Below are two ways of configuring a small, simple web application. The application uses a database and has a single configuration entry accessible via JNDI. The actual code in the two recipes is not important for the conversation but it is presented to give you a feel of the different approaches.
Using an attribute_driven recipe
Using raw LWRPs
Comparison
The attribute_driven recipe is marginally smaller (56 lines versus 68 lines) and this is mostly is due to the repetition when using raw LWRPs. However the greatest advantage that we see for the attribute_driven approach is the simpler cognitive model.
In most cases using raw LWRPs requires that the caller understands the implicit ordering requirements. i.e. Database pools and resources need to be set up before the application is deployed. The user of the raw LWRPs also needs to manually manage the removal of resources when they are no longer required. Compare this to the attribute_driven recipe approach that can automatically determine that a database pool, deployable or other component is no longer required (as it no longer appears in attribute data) and remove the component from the glassfish server.
Using the attribute_driven recipe does not remove the ability to directly use the raw LWRPs when needed. However 95% of the time we can get away with working at a higher level using the attribute_driven recipe.
Our approach also makes it easy it easy to build up configuration from multiple sources. In our environment we typically build up configuration data from data bags in the chef server, a separate configuration service, LDAP/ActiveDirectory, a rule layer as well as occasionally hard coding the configuration into a recipe. However after we have collected the configuration from the various sources, we just need to apply it as node attribute data and include the attribute_driven recipe. Hopefully there are fewer problems resulting from transcribing the configuration from one source to the node data than there are if we had to interpret the configuration data and invoking the LWRPs in the correct sequences.
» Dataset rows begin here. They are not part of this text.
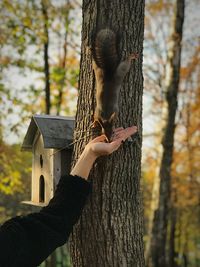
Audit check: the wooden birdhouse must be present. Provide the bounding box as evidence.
[21,114,75,207]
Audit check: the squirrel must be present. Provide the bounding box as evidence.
[92,28,138,142]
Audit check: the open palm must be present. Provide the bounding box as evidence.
[86,126,137,157]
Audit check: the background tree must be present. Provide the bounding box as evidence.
[41,0,51,114]
[150,1,185,266]
[0,1,81,266]
[143,1,200,267]
[70,1,145,266]
[0,0,80,140]
[169,51,200,267]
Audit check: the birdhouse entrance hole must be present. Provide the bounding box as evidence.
[40,154,43,168]
[39,175,45,202]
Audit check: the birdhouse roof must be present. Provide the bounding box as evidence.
[21,114,75,151]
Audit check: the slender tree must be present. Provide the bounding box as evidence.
[168,191,177,267]
[41,0,51,114]
[56,0,70,116]
[150,1,185,267]
[70,1,145,266]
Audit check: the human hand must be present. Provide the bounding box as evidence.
[71,126,137,179]
[85,126,137,158]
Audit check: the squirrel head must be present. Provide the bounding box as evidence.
[99,112,116,142]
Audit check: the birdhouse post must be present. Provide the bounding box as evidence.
[21,115,74,207]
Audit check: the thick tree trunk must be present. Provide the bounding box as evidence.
[70,1,145,266]
[41,0,51,115]
[150,1,185,267]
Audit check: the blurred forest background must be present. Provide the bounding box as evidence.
[0,0,199,267]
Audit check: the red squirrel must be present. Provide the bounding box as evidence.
[92,28,138,142]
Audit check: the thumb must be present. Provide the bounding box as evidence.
[90,134,107,144]
[108,138,122,153]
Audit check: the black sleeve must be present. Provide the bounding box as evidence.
[0,175,91,267]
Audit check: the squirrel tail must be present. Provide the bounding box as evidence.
[92,29,119,75]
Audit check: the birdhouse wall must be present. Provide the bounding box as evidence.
[53,151,61,190]
[32,134,54,204]
[61,149,73,175]
[53,149,73,190]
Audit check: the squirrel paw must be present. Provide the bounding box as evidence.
[91,120,101,129]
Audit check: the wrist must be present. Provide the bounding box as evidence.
[70,147,97,180]
[84,146,98,162]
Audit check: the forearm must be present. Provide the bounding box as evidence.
[0,127,136,267]
[70,147,97,179]
[0,175,91,267]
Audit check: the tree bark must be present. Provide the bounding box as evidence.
[150,1,185,267]
[70,1,145,266]
[168,205,177,267]
[41,0,51,115]
[41,4,54,267]
[145,165,161,266]
[56,29,68,116]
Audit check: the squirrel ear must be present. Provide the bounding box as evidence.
[109,112,116,123]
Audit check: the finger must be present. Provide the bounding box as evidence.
[108,138,123,153]
[111,128,124,141]
[113,126,137,142]
[123,126,137,141]
[113,127,124,134]
[107,126,137,153]
[113,126,137,138]
[124,126,137,138]
[90,134,107,144]
[112,132,124,141]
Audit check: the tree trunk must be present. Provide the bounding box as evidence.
[70,1,145,266]
[56,3,69,116]
[41,3,54,267]
[168,205,177,267]
[41,0,51,115]
[182,231,189,267]
[145,165,161,266]
[56,29,68,116]
[150,1,185,267]
[46,251,56,267]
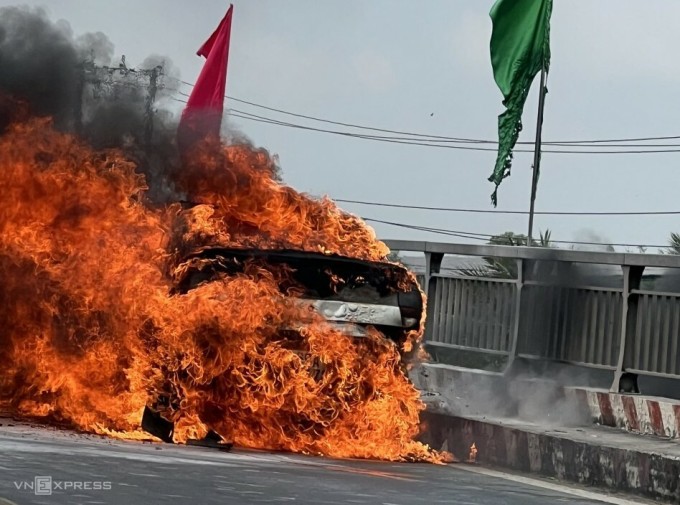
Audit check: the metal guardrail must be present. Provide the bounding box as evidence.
[387,240,680,391]
[429,275,515,354]
[628,290,680,377]
[518,284,622,369]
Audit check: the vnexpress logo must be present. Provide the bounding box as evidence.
[12,476,52,496]
[34,476,52,496]
[13,476,112,495]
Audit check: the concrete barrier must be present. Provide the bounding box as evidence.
[566,387,680,439]
[420,412,680,503]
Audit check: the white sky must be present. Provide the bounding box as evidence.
[3,0,680,251]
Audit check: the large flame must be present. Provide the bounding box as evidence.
[0,116,446,463]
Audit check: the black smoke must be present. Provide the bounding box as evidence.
[0,6,182,203]
[0,6,80,129]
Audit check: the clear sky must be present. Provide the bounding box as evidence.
[3,0,680,251]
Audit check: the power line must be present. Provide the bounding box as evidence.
[169,77,680,148]
[366,219,491,243]
[226,110,517,152]
[335,198,680,216]
[168,85,680,153]
[224,108,513,152]
[170,82,490,144]
[171,92,505,151]
[362,217,669,250]
[224,108,680,154]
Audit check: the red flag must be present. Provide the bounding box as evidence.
[179,4,233,145]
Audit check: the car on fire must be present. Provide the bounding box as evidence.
[141,243,424,445]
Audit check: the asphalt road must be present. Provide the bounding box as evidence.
[0,422,631,505]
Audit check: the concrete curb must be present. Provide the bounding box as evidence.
[420,412,680,504]
[566,387,680,440]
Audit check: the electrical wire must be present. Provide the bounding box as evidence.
[168,77,680,148]
[334,198,680,216]
[362,217,669,249]
[167,84,680,153]
[224,108,680,154]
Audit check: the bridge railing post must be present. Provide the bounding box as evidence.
[611,265,644,392]
[504,258,524,374]
[423,252,444,343]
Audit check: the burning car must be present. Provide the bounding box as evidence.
[0,117,443,462]
[141,201,425,446]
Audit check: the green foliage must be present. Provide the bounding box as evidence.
[664,232,680,255]
[461,229,552,279]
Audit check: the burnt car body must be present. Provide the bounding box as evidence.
[142,247,424,445]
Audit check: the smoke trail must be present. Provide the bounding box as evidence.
[0,6,188,202]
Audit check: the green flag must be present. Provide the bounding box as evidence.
[489,0,552,205]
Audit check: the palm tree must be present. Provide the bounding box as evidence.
[538,229,552,248]
[664,232,680,255]
[461,229,553,279]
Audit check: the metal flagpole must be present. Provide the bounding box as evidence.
[527,67,547,246]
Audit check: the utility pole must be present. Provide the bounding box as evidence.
[144,66,161,146]
[76,55,163,146]
[73,61,87,135]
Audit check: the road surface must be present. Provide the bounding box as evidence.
[0,421,639,505]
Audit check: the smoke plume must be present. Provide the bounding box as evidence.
[0,6,203,203]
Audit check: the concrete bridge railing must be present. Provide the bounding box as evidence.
[385,240,680,393]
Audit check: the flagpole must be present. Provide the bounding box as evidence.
[527,66,547,246]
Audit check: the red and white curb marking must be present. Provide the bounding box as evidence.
[566,387,680,439]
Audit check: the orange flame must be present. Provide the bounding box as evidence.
[468,443,478,463]
[0,117,447,463]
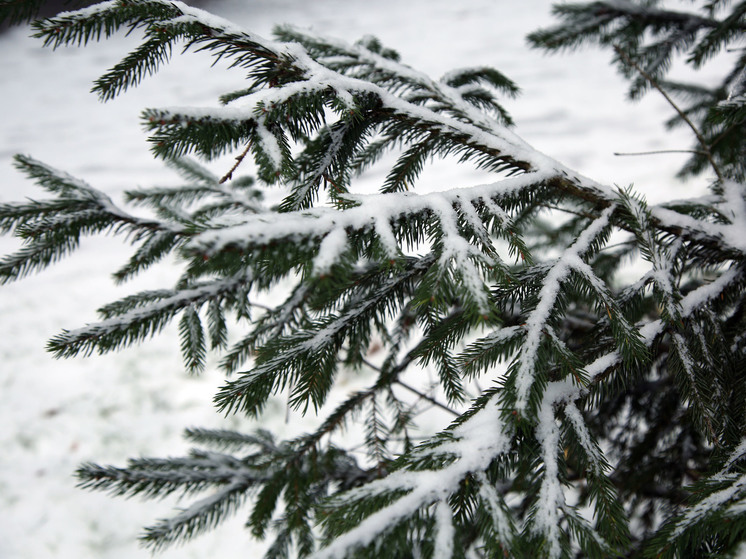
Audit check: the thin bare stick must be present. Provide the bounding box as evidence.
[613,45,723,182]
[614,149,706,157]
[220,140,253,184]
[539,203,597,219]
[247,299,273,312]
[394,379,460,417]
[360,356,459,416]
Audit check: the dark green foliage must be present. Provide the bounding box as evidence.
[2,1,746,558]
[76,429,372,555]
[528,0,746,181]
[0,0,44,26]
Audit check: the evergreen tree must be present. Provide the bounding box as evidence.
[1,0,745,557]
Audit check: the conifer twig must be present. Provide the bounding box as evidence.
[613,45,724,182]
[360,357,459,416]
[614,149,706,157]
[394,379,460,417]
[539,203,597,219]
[219,141,253,184]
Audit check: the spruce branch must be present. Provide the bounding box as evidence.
[220,140,253,184]
[1,1,745,556]
[613,44,725,182]
[360,356,459,417]
[394,379,460,418]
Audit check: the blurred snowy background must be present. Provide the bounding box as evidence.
[0,0,724,557]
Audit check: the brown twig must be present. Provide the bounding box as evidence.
[220,140,253,184]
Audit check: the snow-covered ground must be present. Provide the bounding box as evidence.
[0,1,721,557]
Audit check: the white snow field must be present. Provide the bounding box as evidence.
[0,0,725,557]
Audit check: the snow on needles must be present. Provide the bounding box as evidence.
[3,0,744,557]
[191,169,558,312]
[312,400,510,559]
[534,381,578,559]
[513,205,615,411]
[584,265,742,382]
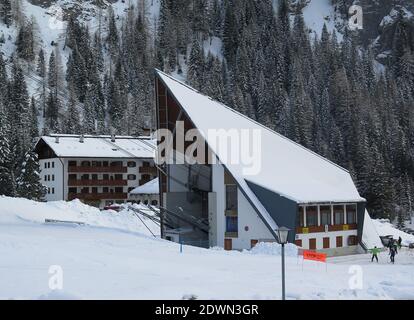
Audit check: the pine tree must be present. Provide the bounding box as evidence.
[0,104,14,196]
[63,88,81,134]
[16,151,46,201]
[187,37,204,90]
[1,0,12,28]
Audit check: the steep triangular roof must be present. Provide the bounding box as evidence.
[156,70,365,233]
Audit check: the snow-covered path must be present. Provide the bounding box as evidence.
[0,197,414,300]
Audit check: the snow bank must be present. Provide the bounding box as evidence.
[372,219,414,247]
[0,196,160,237]
[247,242,298,257]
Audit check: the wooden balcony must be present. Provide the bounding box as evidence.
[68,166,127,173]
[68,193,128,201]
[139,166,157,175]
[296,224,358,234]
[68,179,127,187]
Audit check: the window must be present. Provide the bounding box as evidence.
[115,174,123,180]
[143,200,149,205]
[320,206,331,225]
[128,187,135,193]
[115,187,123,193]
[309,238,317,250]
[334,205,344,225]
[306,206,318,227]
[127,161,137,168]
[92,161,102,167]
[103,174,109,180]
[336,236,343,248]
[111,161,122,167]
[48,188,50,194]
[81,161,91,167]
[297,207,305,227]
[103,161,109,167]
[128,174,137,180]
[52,175,55,181]
[52,188,55,194]
[47,175,50,181]
[143,161,150,167]
[151,200,158,206]
[44,163,47,169]
[346,205,357,224]
[92,187,98,194]
[69,188,77,194]
[69,174,76,181]
[69,161,77,167]
[52,162,55,168]
[81,174,90,180]
[47,162,50,168]
[226,216,238,233]
[81,187,89,194]
[44,175,47,181]
[103,187,109,193]
[225,185,238,211]
[348,235,358,246]
[323,237,330,249]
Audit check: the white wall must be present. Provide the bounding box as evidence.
[39,158,64,201]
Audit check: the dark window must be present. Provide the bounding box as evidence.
[115,187,123,193]
[102,161,109,167]
[111,161,122,167]
[69,161,77,167]
[115,174,123,180]
[52,162,55,168]
[306,206,318,227]
[48,188,50,194]
[103,174,109,180]
[92,187,98,194]
[69,188,77,193]
[47,175,50,181]
[225,185,238,211]
[143,200,149,205]
[151,200,158,206]
[348,235,358,246]
[127,161,137,167]
[103,187,109,193]
[143,162,150,167]
[81,187,89,194]
[81,161,91,167]
[334,205,345,225]
[226,216,238,233]
[309,238,317,250]
[92,161,102,167]
[346,205,357,224]
[69,174,76,181]
[52,175,55,181]
[44,175,47,181]
[128,174,137,180]
[297,207,305,227]
[44,163,47,169]
[128,187,135,193]
[92,174,98,180]
[47,162,50,168]
[52,188,55,194]
[81,174,90,180]
[320,206,331,225]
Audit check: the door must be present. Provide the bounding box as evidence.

In fact recently we have introduced a 'search_driven ' recipe that crystallizes a common approach to collecting configuration data. It searches a particular index, using a particular query and extracts data from within the index and applies the data to the node in the correct location. Essentially that means we can store all our configuration data in the data bags for a particular glassfish domain.
Using a search_driven recipe
When to use re-usable Cookbooks?
So one question that not a lot of time was spent on during the hangout was when to use "library" cookbooks. We are strong proponents of reusable cookbooks and yet in our infrastructure, only 5 of our 70+ cookbooks fall into this category. I can envision the ratio going up to as many as 9 in ~55 cookbooks but that is still a small proportion of our cookbooks. The reusable cookbooks include core functionality such as; firewalls, monitoring, the application server, the message broker and the content management system. Our other cookbooks may be reusable to one degree or another but no other cookbook follows the "library" design pattern.
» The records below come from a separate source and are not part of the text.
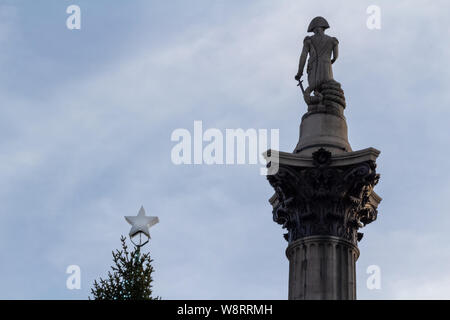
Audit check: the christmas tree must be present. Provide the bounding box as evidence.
[90,236,159,300]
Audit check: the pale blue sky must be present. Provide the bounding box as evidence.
[0,0,449,299]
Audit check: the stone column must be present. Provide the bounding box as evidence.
[286,236,359,300]
[266,99,382,300]
[267,16,382,299]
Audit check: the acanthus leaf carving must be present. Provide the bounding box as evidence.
[267,158,380,245]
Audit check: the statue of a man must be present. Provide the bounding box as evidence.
[295,17,339,93]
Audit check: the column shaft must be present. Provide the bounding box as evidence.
[286,236,359,300]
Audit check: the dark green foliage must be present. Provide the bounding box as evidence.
[90,236,159,300]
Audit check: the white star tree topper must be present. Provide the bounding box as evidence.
[125,206,159,239]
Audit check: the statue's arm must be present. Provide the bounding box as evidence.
[296,37,310,79]
[331,37,339,64]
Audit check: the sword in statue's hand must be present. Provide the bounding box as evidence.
[295,73,305,95]
[297,79,305,95]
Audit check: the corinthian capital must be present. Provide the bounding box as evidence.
[267,148,381,245]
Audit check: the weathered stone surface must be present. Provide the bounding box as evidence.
[286,236,359,300]
[293,105,351,155]
[265,147,381,300]
[265,147,380,168]
[267,148,381,246]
There seemed to be a strong turnout from those who have come from the developer tradition in contrast to the operations tradition which may account for the strong push towards reuse and higher level abstractions. Our LWRPs tend to be thin veneers on top of abstractions in the underlying tool and the attribute_driven recipes are thin veneers on top of the LWRPs. I can see that higher level abstractions that are widely applicable may have merit and may even drive infrastructure decisions. Rails was remarkable in the way it simplified development through a set of conventions and higher level abstractions and maybe that approach could be just as successful in Chef. However that is not something we do locally so I don't have a feeling for how good or bad it could be.
Overall I enjoyed the hangout - it is pleasing to see a lot of smart and passionate people in the chef community.